A key industry ask is to streamline clinical trial rules so Europe can compete for cutting-edge research.

“Making sure clinical trials are coming to us is not only good for research centres, it’s good for patients, because they benefit from the latest innovation. These are exactly the kinds of issues regulation should fix,” emphasised Xavier Hormachea, Managing Director, UCB Belgium.

Hormaechea argued the Biotech Act must deliver concrete outcomes companies can feel on the ground: faster approvals, clearer pathways, and support for cross-border collaboration. Belgium’s cooperation on ATMPs, he said, showed the way forward. Science has no borders, and neither should the regulation that enables it.

For investors, the issue is not just simplification but certainty. “I have no problem with a complex system if at least the companies can anticipate what is going to come together,” Martens warned. “If it’s uncertain because there are so many differences between the member states, that’s really a nightmare.”

Skentelberry pointed out how that uncertainty plays internationally. “When I speak with my U.S. counterparts, there is generally a lack of understanding about what the EU is doing tangibly with legislation,” not until the end of it, she explained. For her, the Biotech Act is the moment to reverse that dynamic, replacing opacity with clear, measurable outcomes that give investors confidence to stay in Europe.

Losing EU’s scale-ups to Wall Street

Even the clearest rules will not help if companies cannot raise the capital to survive Europe’s long innovation cycles. Biotech is among the most capital-intensive industries in the world, and funding shortfalls risk stalling growth just as discoveries move into clinical phases.

“To develop one product up to the market … I need a billion,” as Floor Stam, CEO of Remynd, noted starkly, explaining that early-stage biotech can spend years chasing €40 million rounds just to reach mid-phase trials.

Belgium’s public investment arm SFPI/FPIM is trying to fill the gap.
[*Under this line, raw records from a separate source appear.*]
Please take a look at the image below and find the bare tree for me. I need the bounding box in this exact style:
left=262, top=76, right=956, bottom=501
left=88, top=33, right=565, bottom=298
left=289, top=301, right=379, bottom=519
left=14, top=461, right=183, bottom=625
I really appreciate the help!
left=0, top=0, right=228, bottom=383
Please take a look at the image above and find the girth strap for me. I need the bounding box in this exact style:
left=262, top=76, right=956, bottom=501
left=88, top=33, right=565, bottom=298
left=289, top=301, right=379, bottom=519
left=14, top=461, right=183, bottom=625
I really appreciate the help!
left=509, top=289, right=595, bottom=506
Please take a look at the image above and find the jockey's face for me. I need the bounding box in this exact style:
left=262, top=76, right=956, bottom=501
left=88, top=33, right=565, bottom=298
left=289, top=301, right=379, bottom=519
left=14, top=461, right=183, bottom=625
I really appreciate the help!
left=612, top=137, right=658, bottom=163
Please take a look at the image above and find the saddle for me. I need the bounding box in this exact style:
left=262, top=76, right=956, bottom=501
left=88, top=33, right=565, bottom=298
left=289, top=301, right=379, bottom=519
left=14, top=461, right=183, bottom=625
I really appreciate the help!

Its CEO, Koenraad Van Loo, called the country “the Boston at the North Sea”, but warned Europe’s risk appetite lags far behind the U.S.

“Out of ten investments, if one of them becomes a blockbuster, that’s a success. That is exactly what is needed to bring life science companies from an early stage to a commercial level. That is where we are lacking.”
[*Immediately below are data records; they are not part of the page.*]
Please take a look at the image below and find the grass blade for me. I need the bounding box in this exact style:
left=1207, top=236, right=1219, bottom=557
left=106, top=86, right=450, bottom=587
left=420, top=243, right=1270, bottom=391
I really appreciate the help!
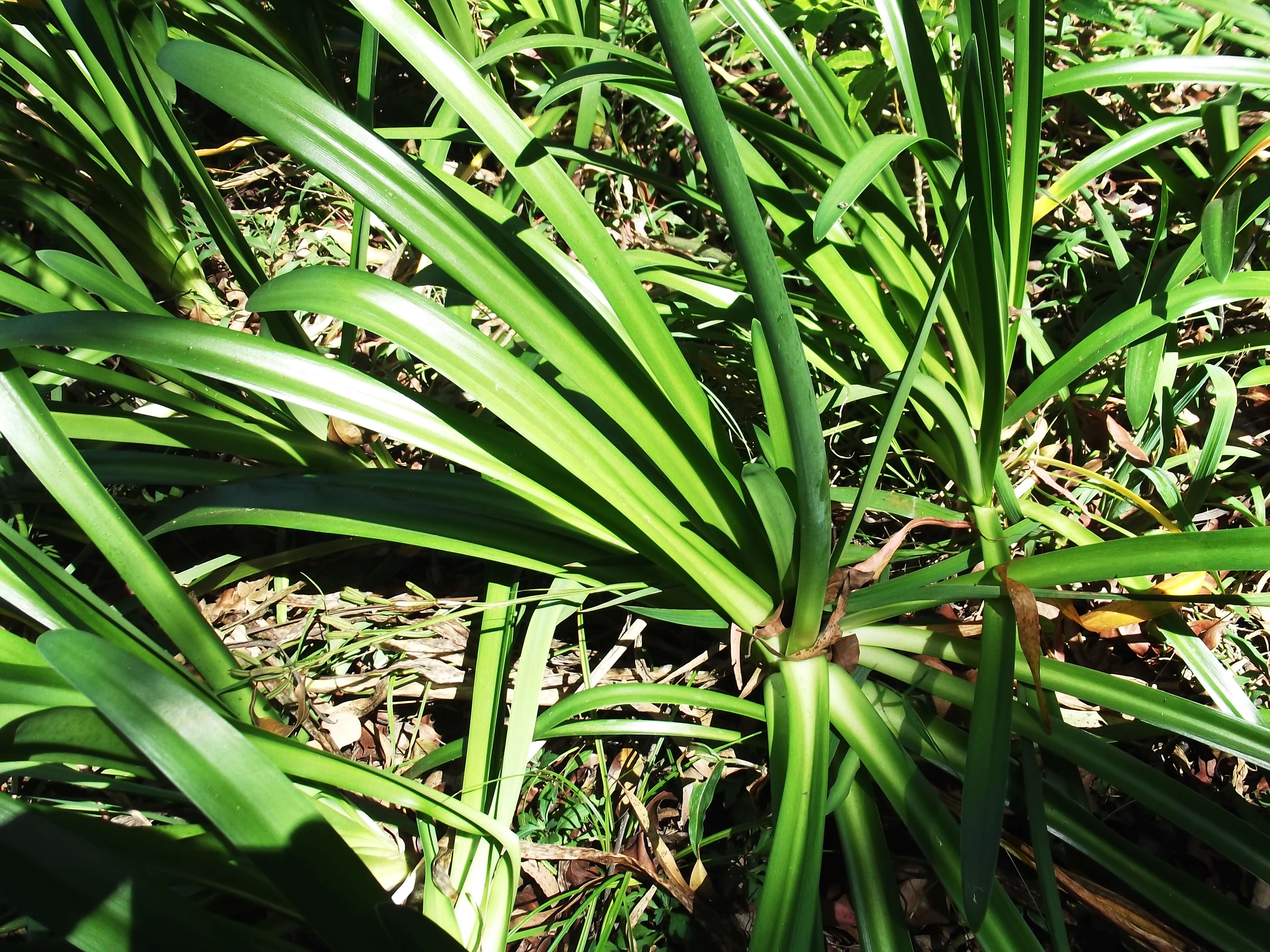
left=0, top=353, right=250, bottom=718
left=833, top=777, right=913, bottom=952
left=38, top=631, right=442, bottom=949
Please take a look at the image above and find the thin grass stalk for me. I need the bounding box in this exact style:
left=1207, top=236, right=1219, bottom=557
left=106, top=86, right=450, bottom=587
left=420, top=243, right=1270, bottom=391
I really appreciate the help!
left=339, top=20, right=380, bottom=363
left=833, top=776, right=913, bottom=952
left=649, top=0, right=831, bottom=949
left=1006, top=0, right=1045, bottom=307
left=450, top=565, right=519, bottom=937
Euronext Brussels’s Benoît van den Hove was blunt. Without deeper, integrated European capital markets, the payoff from EU research spending will continue to flow across the Atlantic. “We always speak about the European Nasdaq and the need for more market integration. That is really fundamental for us,” he said, warning that too many European biotech companies list in the U.S., taking jobs and value creation with them.
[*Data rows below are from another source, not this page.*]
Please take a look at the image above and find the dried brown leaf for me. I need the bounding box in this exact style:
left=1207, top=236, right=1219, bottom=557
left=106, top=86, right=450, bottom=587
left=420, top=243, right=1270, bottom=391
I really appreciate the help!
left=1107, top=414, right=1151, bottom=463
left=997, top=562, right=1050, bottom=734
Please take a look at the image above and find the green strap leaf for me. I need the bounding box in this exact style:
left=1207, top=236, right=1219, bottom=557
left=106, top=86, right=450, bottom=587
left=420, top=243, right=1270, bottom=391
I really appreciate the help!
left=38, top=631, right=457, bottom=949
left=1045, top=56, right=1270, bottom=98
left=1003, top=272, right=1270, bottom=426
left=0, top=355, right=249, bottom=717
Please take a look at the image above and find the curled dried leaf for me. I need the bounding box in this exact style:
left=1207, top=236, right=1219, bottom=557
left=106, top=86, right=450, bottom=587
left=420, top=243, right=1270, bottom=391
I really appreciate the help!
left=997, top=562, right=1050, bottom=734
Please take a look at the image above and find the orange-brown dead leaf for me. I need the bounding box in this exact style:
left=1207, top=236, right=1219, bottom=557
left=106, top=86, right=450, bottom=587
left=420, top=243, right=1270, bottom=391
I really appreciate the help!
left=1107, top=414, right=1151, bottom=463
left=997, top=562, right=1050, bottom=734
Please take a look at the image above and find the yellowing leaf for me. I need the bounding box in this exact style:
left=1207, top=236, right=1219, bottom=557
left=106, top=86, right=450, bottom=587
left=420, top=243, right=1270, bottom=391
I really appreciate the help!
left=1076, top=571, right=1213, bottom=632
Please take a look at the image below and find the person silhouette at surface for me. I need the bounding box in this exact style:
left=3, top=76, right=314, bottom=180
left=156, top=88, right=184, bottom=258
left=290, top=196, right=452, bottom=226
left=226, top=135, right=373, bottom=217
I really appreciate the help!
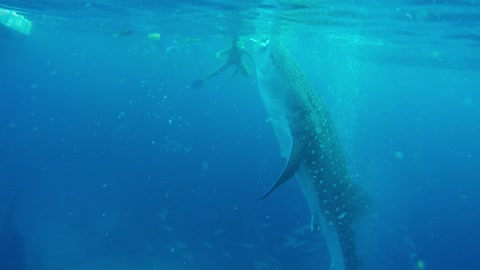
left=193, top=37, right=253, bottom=89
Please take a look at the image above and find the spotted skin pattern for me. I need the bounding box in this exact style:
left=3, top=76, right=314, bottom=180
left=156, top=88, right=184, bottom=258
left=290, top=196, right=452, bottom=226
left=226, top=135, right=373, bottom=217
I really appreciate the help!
left=256, top=40, right=366, bottom=270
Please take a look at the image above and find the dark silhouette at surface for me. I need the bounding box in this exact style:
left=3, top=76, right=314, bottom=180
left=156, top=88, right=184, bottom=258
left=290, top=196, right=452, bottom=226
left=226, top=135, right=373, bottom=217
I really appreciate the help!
left=192, top=37, right=253, bottom=89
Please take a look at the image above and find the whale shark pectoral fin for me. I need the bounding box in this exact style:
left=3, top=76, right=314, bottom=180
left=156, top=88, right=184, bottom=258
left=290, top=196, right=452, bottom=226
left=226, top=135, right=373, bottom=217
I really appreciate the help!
left=260, top=142, right=301, bottom=200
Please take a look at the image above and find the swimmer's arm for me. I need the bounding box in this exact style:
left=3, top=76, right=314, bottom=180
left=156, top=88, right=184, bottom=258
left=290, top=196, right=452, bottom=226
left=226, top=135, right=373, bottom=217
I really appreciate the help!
left=215, top=49, right=230, bottom=58
left=243, top=50, right=255, bottom=63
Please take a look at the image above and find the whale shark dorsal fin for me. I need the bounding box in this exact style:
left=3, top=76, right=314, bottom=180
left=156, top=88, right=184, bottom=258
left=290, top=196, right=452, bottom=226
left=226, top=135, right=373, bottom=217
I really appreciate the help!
left=260, top=138, right=301, bottom=200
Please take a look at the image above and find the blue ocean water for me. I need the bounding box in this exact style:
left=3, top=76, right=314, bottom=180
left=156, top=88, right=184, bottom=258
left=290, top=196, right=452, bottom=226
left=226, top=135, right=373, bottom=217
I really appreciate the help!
left=0, top=0, right=480, bottom=270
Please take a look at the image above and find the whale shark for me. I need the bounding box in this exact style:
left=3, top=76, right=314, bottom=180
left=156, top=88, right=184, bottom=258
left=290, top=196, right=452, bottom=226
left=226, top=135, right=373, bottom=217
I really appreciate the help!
left=252, top=39, right=368, bottom=270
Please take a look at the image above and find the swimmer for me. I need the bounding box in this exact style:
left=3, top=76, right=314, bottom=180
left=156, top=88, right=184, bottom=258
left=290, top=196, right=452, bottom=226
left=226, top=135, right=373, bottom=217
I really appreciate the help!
left=193, top=37, right=253, bottom=89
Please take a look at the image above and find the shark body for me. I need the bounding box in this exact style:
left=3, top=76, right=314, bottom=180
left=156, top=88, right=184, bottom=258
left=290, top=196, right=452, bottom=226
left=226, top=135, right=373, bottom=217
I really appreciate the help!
left=255, top=40, right=364, bottom=270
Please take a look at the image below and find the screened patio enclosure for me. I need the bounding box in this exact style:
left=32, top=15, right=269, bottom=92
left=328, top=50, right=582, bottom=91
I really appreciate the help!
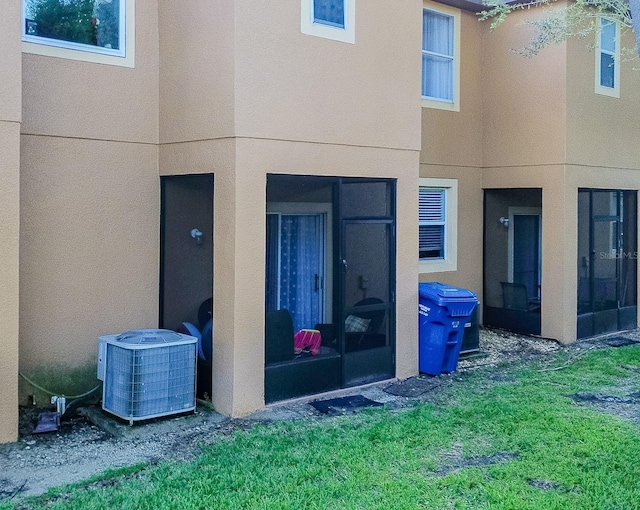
left=265, top=175, right=395, bottom=403
left=483, top=188, right=542, bottom=335
left=577, top=189, right=638, bottom=338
Hormaechea captured the frustration from a cluster perspective. “Sixty-six out of 67 startups went to the NASDAQ to go public. Let’s make sure that when they grow, they grow with us, and they are not going abroad, putting their success outside of Belgium and outside of Europe.”

The EU Biotech Act, currently under consultation, is expected in 2026. Skentelberry called for a “carefully constructed, transformational” law. At the same time, Pot pressed for urgency, saying, “My main message will be that we need to act now and to continue to keep a biotech valley in Belgium.”